Category Archives: Sales

Anatomy of a quiet fall

The CTDA sale continues for another few hours, and I will have my price stick for another few days, as I originally noted. I want to thank the organizers and volunteers who put the sale together; they’ve been unflaggingly kind and patient with this noob and their questions. And I heartily endorse the sale as a reader. I got a ridiculous haul of books the first time, and a few more this time around (going light because I haven’t finished the first batch yet).

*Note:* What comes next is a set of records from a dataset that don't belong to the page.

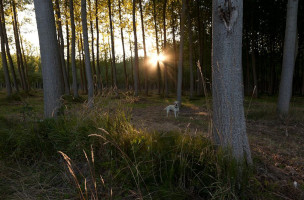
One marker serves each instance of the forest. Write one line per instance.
(152, 99)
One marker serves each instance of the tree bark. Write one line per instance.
(99, 81)
(165, 49)
(145, 51)
(7, 47)
(4, 64)
(92, 45)
(190, 49)
(123, 46)
(68, 40)
(50, 59)
(135, 69)
(113, 64)
(181, 52)
(61, 49)
(73, 59)
(18, 48)
(285, 91)
(87, 54)
(201, 50)
(229, 127)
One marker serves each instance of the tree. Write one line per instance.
(157, 47)
(18, 49)
(87, 53)
(144, 44)
(165, 48)
(135, 69)
(50, 60)
(181, 51)
(7, 47)
(289, 53)
(229, 128)
(73, 59)
(190, 48)
(61, 49)
(112, 46)
(4, 62)
(123, 45)
(97, 48)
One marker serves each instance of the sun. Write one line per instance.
(154, 58)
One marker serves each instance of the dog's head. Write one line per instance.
(176, 104)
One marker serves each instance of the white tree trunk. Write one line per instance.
(87, 53)
(229, 128)
(50, 60)
(181, 51)
(73, 59)
(285, 91)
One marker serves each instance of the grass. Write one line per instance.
(100, 153)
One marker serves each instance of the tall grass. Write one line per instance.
(107, 158)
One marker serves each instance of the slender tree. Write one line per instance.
(50, 60)
(113, 64)
(165, 48)
(229, 128)
(10, 60)
(157, 46)
(289, 56)
(61, 49)
(123, 45)
(135, 69)
(144, 45)
(190, 48)
(92, 43)
(73, 50)
(4, 63)
(181, 51)
(99, 81)
(18, 49)
(87, 53)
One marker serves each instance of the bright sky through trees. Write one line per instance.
(30, 34)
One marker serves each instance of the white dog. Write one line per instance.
(174, 108)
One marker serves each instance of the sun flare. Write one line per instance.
(154, 58)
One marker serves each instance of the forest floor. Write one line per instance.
(277, 146)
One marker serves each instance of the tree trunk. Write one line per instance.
(229, 128)
(165, 49)
(92, 45)
(190, 49)
(174, 46)
(157, 47)
(113, 64)
(201, 50)
(285, 91)
(7, 47)
(73, 59)
(123, 47)
(50, 59)
(255, 79)
(87, 54)
(68, 40)
(4, 64)
(61, 49)
(135, 69)
(181, 52)
(18, 48)
(145, 51)
(99, 81)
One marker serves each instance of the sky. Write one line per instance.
(31, 40)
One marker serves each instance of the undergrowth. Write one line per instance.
(105, 157)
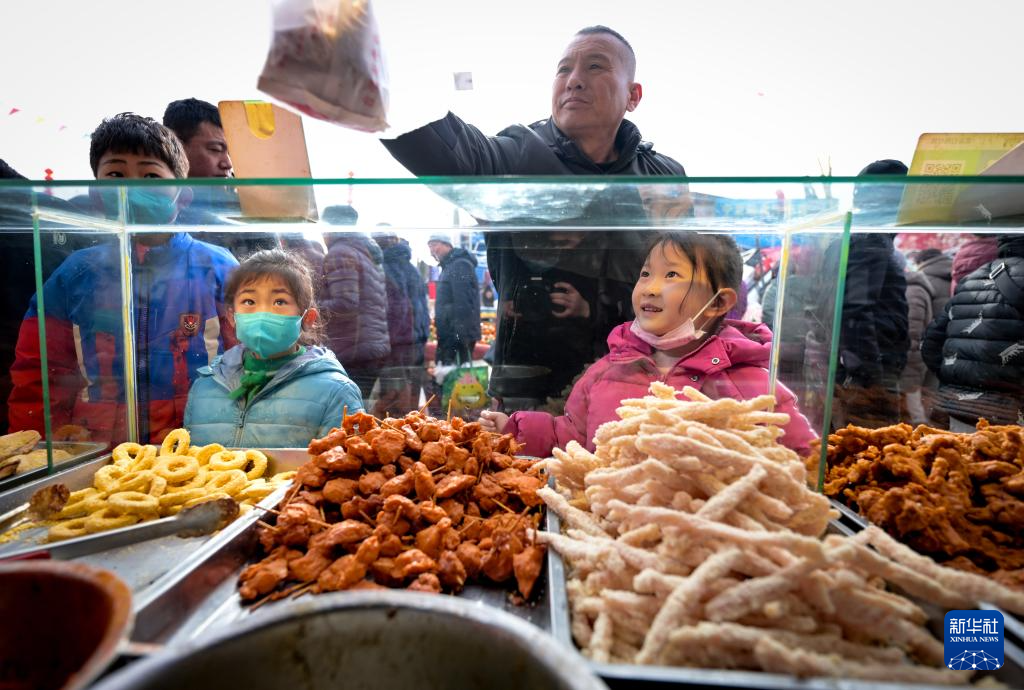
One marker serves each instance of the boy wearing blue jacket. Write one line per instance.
(276, 388)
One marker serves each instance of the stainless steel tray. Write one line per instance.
(141, 565)
(79, 450)
(630, 675)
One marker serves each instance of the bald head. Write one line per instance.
(594, 88)
(626, 50)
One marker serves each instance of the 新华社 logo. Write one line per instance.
(974, 640)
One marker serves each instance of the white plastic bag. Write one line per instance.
(326, 61)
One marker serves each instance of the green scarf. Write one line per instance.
(257, 373)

It has been a humbling experience, trying to reach the level of the other, more successful authors in the sale. I will point out that they have allowed me to participate, which they did not have to do, and for that I’m grateful. But after today, I don’t think I’ll try again. It did not work out. I don’t think this has anything to do with the sale; the other authors did much, much better. The more charitable reading of the situation is that I’m just not a good fit for this audience.

I’m saying all of this in the spirit of transparency, I think, and also to explain why I’ll probably promote the sale as a reader going forward, but not submit my books for it. It’s not a judgement of the sale itself. I continue to recommend it if you write in that genre. It looks like it will continue to be tweaked and improved, and they’re hoping for huge turnouts for fall. I wish them all the best.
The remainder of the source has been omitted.